The breakfast took place in the rear deck of the boats, the crew had already prepared everything in advance. The views as well as the ambiance were stunning, as the two heavy vessels, still tied together, gently floated upwards on the quiet Mekong River. The fresh morning breeze helped everyone to wake up quickly.

It took another one-and-a-half hours until we reached our anchorage, where we changed to small boats that would allow us to travel further river upwards and see Vietnam’s largest floating market.

There were an uncountable number of little barks and small rowing boats that sold almost anything related to Vietnamese food. There was a diversity of sights and scents, which carried on as we went onshore to visit a typical market in Can Tho. Pigs and chickens were taken apart with bare hands on the open street. The smell of this was not easy to take for everyone.

For once, we felt that we were experiencing the real Vietnam. At some point it was not even clear whether we were watching the Vietnamese merchants or whether they were observing us…

After the market visit, we got on the boats again and travelled river downwards to our accommodation, where we had lunch right by the riverside and the check-in at the hotel later on. Thereafter, the class split in two groups again to do a bicycle tour one after the other.

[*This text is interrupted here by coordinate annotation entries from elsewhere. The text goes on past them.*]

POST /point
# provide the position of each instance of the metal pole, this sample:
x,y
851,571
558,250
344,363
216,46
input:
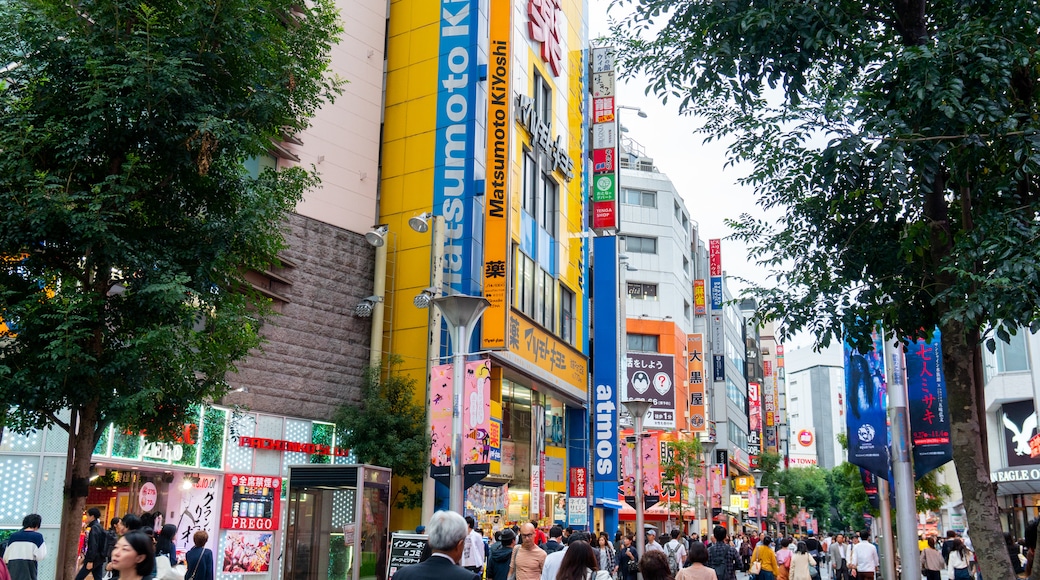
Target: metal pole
x,y
884,532
906,504
458,375
640,532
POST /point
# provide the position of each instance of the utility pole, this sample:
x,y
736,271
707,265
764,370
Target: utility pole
x,y
906,503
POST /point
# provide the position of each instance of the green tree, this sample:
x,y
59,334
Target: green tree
x,y
897,145
682,463
387,428
128,219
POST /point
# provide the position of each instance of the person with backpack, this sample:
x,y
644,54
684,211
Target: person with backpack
x,y
695,569
723,557
675,552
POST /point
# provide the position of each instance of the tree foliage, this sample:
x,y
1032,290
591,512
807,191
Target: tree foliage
x,y
128,218
387,428
898,143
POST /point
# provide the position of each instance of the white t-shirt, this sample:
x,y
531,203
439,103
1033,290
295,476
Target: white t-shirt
x,y
864,556
472,553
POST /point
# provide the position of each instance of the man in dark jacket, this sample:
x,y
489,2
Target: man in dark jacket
x,y
498,563
94,561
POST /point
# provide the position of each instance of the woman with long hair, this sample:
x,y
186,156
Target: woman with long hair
x,y
578,562
604,555
696,558
800,562
931,560
958,565
133,556
653,564
783,559
765,558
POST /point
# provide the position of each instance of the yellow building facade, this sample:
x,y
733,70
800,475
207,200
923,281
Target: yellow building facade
x,y
485,128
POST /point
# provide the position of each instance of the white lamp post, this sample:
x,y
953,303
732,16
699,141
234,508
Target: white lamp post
x,y
461,312
638,409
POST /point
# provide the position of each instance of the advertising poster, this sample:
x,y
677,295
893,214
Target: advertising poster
x,y
928,406
866,392
1019,422
251,502
476,421
651,469
440,423
628,470
754,420
651,377
247,552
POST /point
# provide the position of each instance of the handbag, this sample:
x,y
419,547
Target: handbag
x,y
199,561
165,571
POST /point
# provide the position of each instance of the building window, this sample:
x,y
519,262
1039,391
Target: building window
x,y
525,284
543,100
639,198
548,204
642,343
567,323
639,244
640,291
1008,357
529,183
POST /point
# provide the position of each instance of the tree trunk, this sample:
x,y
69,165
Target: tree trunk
x,y
960,348
81,444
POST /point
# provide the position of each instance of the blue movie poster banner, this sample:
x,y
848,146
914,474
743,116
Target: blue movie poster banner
x,y
866,394
928,405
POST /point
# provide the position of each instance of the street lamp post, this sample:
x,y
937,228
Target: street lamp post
x,y
461,312
638,409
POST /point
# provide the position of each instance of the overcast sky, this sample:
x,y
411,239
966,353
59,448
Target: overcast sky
x,y
711,193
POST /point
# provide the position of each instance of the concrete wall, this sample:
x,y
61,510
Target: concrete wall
x,y
316,349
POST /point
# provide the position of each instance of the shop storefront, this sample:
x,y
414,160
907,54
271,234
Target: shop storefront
x,y
226,474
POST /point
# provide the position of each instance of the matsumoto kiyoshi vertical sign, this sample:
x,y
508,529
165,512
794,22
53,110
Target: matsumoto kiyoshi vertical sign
x,y
651,377
455,149
866,395
496,230
929,410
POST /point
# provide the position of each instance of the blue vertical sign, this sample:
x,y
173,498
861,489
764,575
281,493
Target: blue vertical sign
x,y
604,363
928,405
716,291
455,189
866,395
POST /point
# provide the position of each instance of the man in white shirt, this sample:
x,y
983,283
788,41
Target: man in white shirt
x,y
472,554
864,560
552,561
652,542
674,549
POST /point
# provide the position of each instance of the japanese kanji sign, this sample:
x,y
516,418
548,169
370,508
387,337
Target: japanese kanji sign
x,y
928,405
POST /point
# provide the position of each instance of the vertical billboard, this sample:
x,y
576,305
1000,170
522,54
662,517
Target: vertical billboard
x,y
650,376
476,422
928,405
754,421
603,193
695,348
440,423
604,401
866,395
496,225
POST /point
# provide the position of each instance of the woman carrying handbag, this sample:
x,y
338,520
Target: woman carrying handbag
x,y
200,559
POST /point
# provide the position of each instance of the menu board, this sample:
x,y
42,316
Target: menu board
x,y
406,549
251,502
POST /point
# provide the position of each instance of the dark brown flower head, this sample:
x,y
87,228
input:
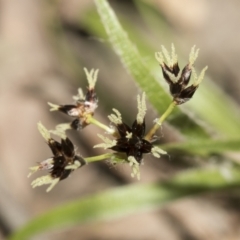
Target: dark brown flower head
x,y
130,140
61,164
84,107
177,79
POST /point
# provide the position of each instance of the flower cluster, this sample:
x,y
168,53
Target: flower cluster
x,y
60,165
84,107
130,140
178,80
128,143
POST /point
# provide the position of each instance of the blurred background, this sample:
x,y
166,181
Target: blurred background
x,y
44,46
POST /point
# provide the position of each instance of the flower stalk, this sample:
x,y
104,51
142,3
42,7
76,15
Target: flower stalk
x,y
159,121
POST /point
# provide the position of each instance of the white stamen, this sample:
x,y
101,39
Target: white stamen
x,y
79,96
115,118
135,167
74,166
198,80
60,130
47,179
193,56
91,77
54,107
108,143
156,151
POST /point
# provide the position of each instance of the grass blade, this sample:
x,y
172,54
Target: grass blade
x,y
127,200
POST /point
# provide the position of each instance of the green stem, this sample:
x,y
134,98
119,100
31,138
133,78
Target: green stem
x,y
159,122
99,124
98,158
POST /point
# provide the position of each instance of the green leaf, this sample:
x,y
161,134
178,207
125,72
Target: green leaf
x,y
224,117
205,147
127,200
131,59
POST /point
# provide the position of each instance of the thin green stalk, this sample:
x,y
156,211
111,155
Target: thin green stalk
x,y
98,158
99,124
159,122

The bicycle tour along canals through the countryside was an amazing experience.The nature felt completely untouched by commercial motives and the dwellers appeared to live in peace and serenity in midst of green rice fields and fruit gardens. A highlight of this tour was meeting the owner of a small fruit plantation.

He answered all our questions and gave us a glimpse about his life during the Vietnam war. Group 2 started the tour in the late afternoon and even saw a mind-blowingly red sunset.

After everyone got back home and enjoyed an involuntarily cold shower, we took off for dinner. We walked towards a restaurant at the riverside and to our astonishment did not take seats in the restaurant, but in two boats in front of the outlet. The usual guests seemed quite surprised about this.

The wooden boats were open on all sides and the tables were beautifully set up. A fantastic river cruise dinner followed. Life could have been worse.

After dinner, most people went on individual tours through Can Tho’s riverside night market, which was so full of colours and smells once again.

We received so many smiles and gentle gestures so that we perceived the Vietnamese as a happy and embracing people. Although they have so little from our perspective, they still seem to live a fulfilled life. It was a new experience for us to see people being able to live a happy life on almost nothing and it became clear once again that contentedness does not at all depend on material wealth.